4 Replies Latest reply on Jul 27, 2016 1:42 PM by jest4kicks

    UnDP for Cisco fault persists after fault has cleared

    jest4kicks

      Hey all,

       

      I'm designing a UnDP to alert us to faults from our Cisco IMC's.  I've been using the following link as a general guide.

      https://communities.cisco.com/docs/DOC-37197

       

      The guide describes two methods for polling this info; snmp traps, or standard snmp polling of the faults table.  I decided to try and use the table to avoid messing with snmp traps.

       

      To test, I setup a RAID on a lab server and then yanked one of the disks.  This produced the expected fault, and I was able to poll fault information from the table.  So far, so good.

       

       

      The problem surfaced after the disk was reinserted.  During RAID rebuild, the fault updated to reflect the new status.  Ok, cool.  But then the rebuild completed and the fault in the CIMC cleared... except that the the UnDP is still reporting the fault data.  The following screen cap is current, and the fault has definitely cleared on the CIMC side.

       

      I thought the CIMC might still be reporting the data, so I did an SNMP walk against the OIDs.  Nothing.  (I was previously using this same method when the fault was active and it reported successfully, as expected.)

       

      Does anyone know why the UnDP's are still reporting the previous status?  Is there a way to automatically clear it when the snmp client stops reporting it?

       

      Thanks!

        • Re: UnDP for Cisco fault persists after fault has cleared
          rickrocks

          Hello,

          Make sure when you add the Universal Device Poller, you set the polling interval. It's under Show Advanced Options, expand this and input polling interval.

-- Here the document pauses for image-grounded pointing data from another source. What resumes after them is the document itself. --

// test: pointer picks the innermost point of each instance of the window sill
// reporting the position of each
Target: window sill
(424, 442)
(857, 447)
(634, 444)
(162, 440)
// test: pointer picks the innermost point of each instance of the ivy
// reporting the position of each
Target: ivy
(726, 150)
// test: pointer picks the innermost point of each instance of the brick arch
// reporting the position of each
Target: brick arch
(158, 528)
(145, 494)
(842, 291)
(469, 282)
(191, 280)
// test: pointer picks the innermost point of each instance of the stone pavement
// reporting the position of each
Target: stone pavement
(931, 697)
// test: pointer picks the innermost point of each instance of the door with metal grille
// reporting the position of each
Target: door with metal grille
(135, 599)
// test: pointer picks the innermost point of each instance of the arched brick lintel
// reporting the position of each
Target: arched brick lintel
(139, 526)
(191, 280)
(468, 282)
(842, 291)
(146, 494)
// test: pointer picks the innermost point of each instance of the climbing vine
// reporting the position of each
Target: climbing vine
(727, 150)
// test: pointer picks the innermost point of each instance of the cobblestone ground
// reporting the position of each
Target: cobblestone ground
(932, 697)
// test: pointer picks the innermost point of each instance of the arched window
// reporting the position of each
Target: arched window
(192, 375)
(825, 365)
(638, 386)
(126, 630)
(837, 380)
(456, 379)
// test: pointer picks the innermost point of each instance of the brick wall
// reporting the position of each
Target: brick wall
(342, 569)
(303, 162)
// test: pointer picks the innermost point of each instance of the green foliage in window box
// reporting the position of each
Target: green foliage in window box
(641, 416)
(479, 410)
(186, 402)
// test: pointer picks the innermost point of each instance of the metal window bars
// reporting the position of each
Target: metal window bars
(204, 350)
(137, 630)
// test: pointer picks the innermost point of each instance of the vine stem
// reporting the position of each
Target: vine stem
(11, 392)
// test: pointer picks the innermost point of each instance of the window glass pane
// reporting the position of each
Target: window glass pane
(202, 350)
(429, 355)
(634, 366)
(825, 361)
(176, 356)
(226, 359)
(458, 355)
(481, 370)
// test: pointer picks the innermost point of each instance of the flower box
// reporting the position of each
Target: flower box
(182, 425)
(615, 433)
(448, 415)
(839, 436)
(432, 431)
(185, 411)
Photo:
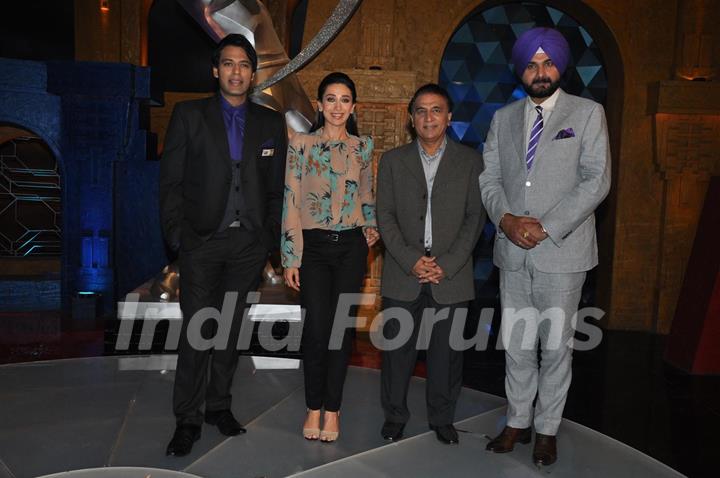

Hope this helps.

            • Re: UnDP for Cisco fault persists after fault has cleared
              jest4kicks

              Hey Rick, I like your thinking, but I don't think it's an issue with the UnDP waiting to poll.  As I understand it, leaving the polling interval blank should default the UnDP to the default polling interval in NPM.  Additionally, the UnDP did report the updated status when the disk was reinserted and the RAID was rebuilding.

               

              Digging into this a little further, I noticed that the OIDs I polled this information from are no longer responding.  My theory is that the UnDP doesn't know what to update because it's no longer getting a response, and apparently the OID only responds when there's an active fault.

               

              Unless there's an option to clear a UnDP when it stops getting a response (which would introduce it's own set of problems), I think I'm stuck here.  May need to go the trap route, after all.